By Hannah Ryder
Hannah Ryder, is a senior economist with the UK’s Department for International Development and a former climate change negotiator. Writing for RTCC she explains why negotiators need to focus more on what the Green Climate Fund will do.
Over the past few weeks, and as I mentioned in a previous blog post, I’ve been continuing to help the DFID team in Ethiopia design an exciting new programme focused on supporting new small and medium enterprises and entrepreneurs, including green businesses.
So I’ve been surprised to hear that the private sector has started to become a “do-or-die” issue for the agreement of a new Green Climate Fund (GCF) in the ongoing climate negotiations in Durban. This fund has been in design by a 40-member committee – including a senior UK representative – for just under a year to date. Its “operationalisation” (or, in plain English, its “birth”) has been cited as a key outcome for the Durban negotiations.
But how could the private sector possibly become a do-or-die issue?
In the climate negotiations, the conventional view on the role of the private sector can often play out as a tug-of-war: It’s as if there is a pot of public finance in the middle, with a team of developed countries on one side pulling hard to recognise the role of the private sector in financing climate change action in developing countries, and a team of developing countries on the other side pulling hard not to recognise it – in the belief that by doing so they might extricate more public funds from developed countries.
It is more complex than this of course (this Brookings article provides a lot more detail) but the major problem with this tug-of-war scenario is that it detracts negotiators from the key question of how the fund will deliver impacts and results. Let me explain why.

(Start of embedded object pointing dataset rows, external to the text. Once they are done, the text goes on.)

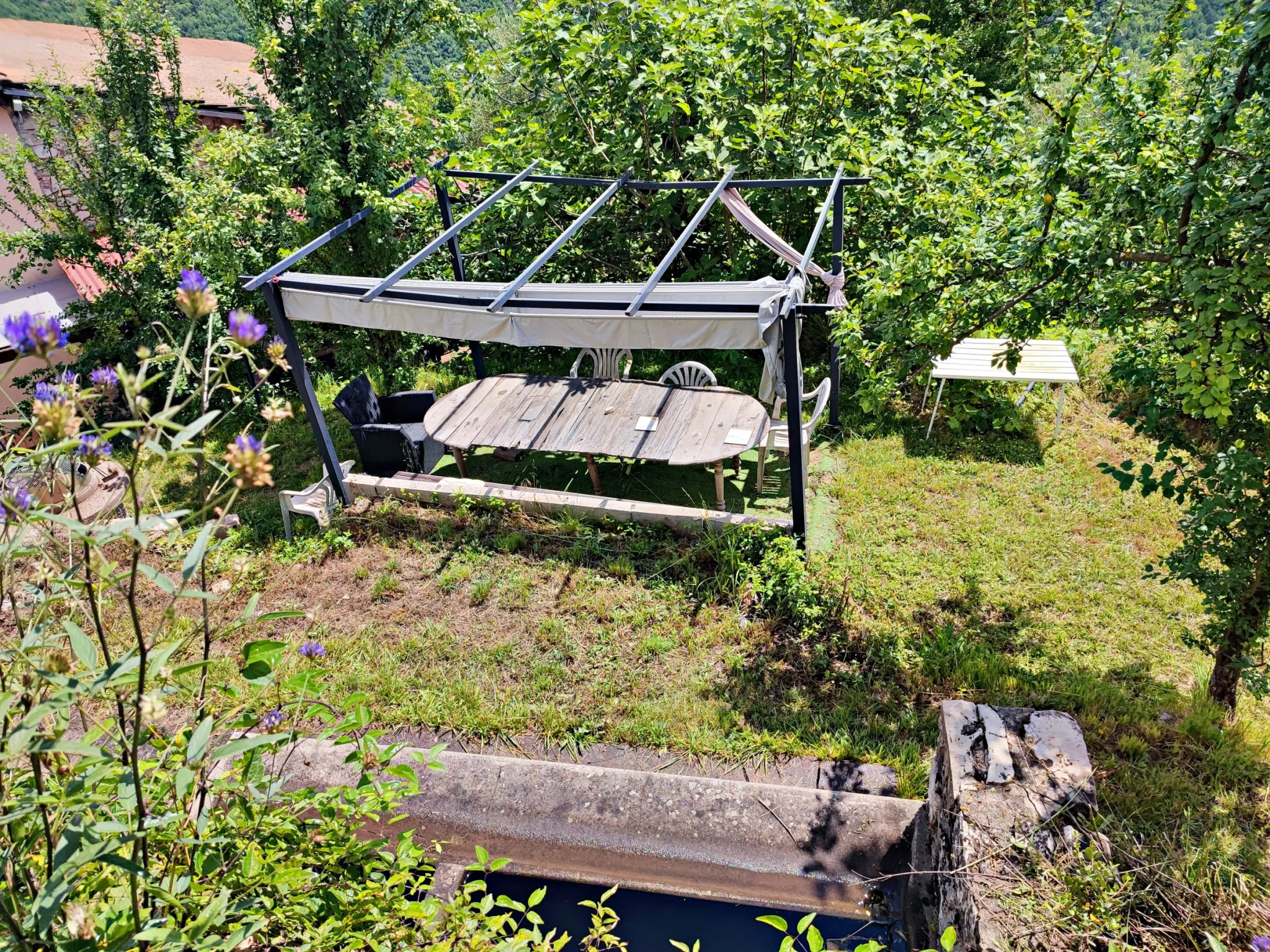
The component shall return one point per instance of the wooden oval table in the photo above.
(630, 419)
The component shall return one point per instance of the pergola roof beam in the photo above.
(453, 231)
(653, 186)
(510, 291)
(269, 275)
(678, 244)
(525, 302)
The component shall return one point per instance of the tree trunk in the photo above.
(1223, 687)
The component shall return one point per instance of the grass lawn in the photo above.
(1002, 569)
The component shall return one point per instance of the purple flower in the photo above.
(93, 450)
(246, 329)
(193, 298)
(106, 380)
(277, 352)
(104, 377)
(249, 460)
(14, 505)
(35, 333)
(54, 413)
(192, 281)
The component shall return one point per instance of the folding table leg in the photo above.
(935, 409)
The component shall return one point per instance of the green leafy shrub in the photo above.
(133, 826)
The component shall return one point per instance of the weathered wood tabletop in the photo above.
(694, 426)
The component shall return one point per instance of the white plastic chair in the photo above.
(318, 500)
(690, 374)
(606, 363)
(779, 432)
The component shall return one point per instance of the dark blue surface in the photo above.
(649, 920)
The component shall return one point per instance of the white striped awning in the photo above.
(984, 358)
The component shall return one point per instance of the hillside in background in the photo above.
(221, 19)
(195, 18)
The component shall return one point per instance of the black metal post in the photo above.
(794, 416)
(835, 364)
(456, 259)
(300, 375)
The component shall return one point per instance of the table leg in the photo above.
(939, 395)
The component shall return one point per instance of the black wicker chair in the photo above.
(389, 431)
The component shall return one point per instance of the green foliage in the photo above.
(130, 829)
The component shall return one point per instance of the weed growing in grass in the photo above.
(481, 592)
(551, 631)
(511, 541)
(385, 586)
(620, 568)
(313, 549)
(655, 645)
(515, 592)
(454, 576)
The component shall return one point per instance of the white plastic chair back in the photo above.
(690, 374)
(605, 362)
(318, 499)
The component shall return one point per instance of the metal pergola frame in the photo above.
(273, 280)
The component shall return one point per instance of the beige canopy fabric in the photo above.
(729, 315)
(718, 315)
(756, 226)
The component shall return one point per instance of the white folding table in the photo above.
(984, 358)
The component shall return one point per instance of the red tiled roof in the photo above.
(87, 281)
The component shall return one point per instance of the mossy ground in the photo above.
(996, 568)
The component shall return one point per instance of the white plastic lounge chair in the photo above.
(779, 432)
(318, 500)
(605, 362)
(689, 374)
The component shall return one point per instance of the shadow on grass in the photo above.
(1020, 448)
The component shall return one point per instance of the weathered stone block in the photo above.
(1000, 780)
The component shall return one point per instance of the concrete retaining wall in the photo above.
(704, 837)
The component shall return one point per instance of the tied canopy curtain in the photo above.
(751, 223)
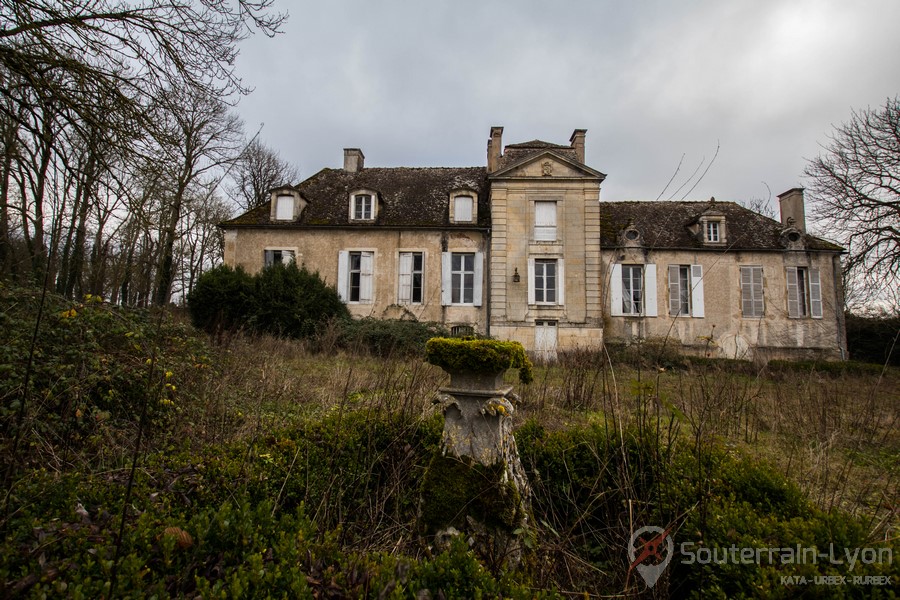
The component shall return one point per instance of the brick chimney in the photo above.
(793, 211)
(577, 141)
(353, 160)
(495, 148)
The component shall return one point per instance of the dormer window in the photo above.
(462, 207)
(284, 207)
(363, 206)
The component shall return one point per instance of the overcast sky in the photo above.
(420, 83)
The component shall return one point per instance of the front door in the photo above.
(545, 340)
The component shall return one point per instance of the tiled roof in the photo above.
(408, 197)
(665, 225)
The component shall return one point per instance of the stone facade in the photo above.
(524, 249)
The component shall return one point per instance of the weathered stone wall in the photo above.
(723, 331)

First, as I’ve seen in Ethiopia, the private sector is not one entity. It can mean an entrepreneur, a small or medium enterprise or business, a project developer, a multinational company, a philanthropist, or an institutional investor such as a pension fund or a sovereign wealth fund. It’s a phrase that spans the full scale of one poor individual to the owners of trillions of pounds of assets. Yet negotiators on both sides of the tug-of-war tend to focus on a specific sub-set of the private sector.
This is because they tend to be focused on who contributes to the fund. They focus on institutional investors, and occasionally philanthropists and multinational companies, many of whom are based in developed countries. There is, actually, good reason to. These investors or companies do have the potential to effect change on a great scale. It is their decisions, their shareholders and boards that have the power to determine whether new investment in renewable energy will outrun investment in fossil-fuel energy. For the first time in history, according to a new report by Bloomberg New Energy Finance, this very scenario has occurred this year. It’s a great start.
But investors are not the only private sector actors that can effect change. In fact, UN research published in 2007, which suggested that 83% of climate finance flows are dependent on the private sector, in fact covered the full set of private sector actors I listed earlier. In the end, it is people on the ground everywhere that will have to act on climate change – by being energy and resource efficient in their homes, workplaces or industries, paying a bus fare rather than driving to get to the market, or investing in fertiliser to grow and sell a new crop to adapt to the impacts of climate change. Neither Governments nor investors – particularly in the poorest and most fragile countries where both governance and investment is weak – can deliver action on climate change alone.
So is it right to have a tug-of-war over the private sector? My view is that the game needs to get more sophisticated. By focusing on the one sub-set of the private sector, and contributions to the fund, negotiators are not talking enough about what the fund does – what kinds of projects it finances, what kinds of financial structures work best to stimulate the growth of new green businesses, to stimulate energy efficiency, drive higher investment in renewable energy, or other green and climate-resilient activities, technologies and infrastructure.
What matters fundamentally is that the Green Climate Fund is not designed to shut down the option for governments, investors or philanthropists across the globe to directly contribute finance to it. The more finance the better, for everyone. But more crucially, the GCF also needs to be designed to allow action on climate change to take place through individuals, small businesses, large companies as well as investors. The more actors that can obtain finance from the fund, the more nimble the fund will be in disbursing what’s needed to make real change on the ground.
So in the next few days as the Durban negotiations proceed, and beyond, I’m hoping that negotiators will drop the conventional tug-of-war by focusing less on the private sector’s role, and focusing more on what the fund will do. That’s got to be the priority for the poorest and most fragile countries.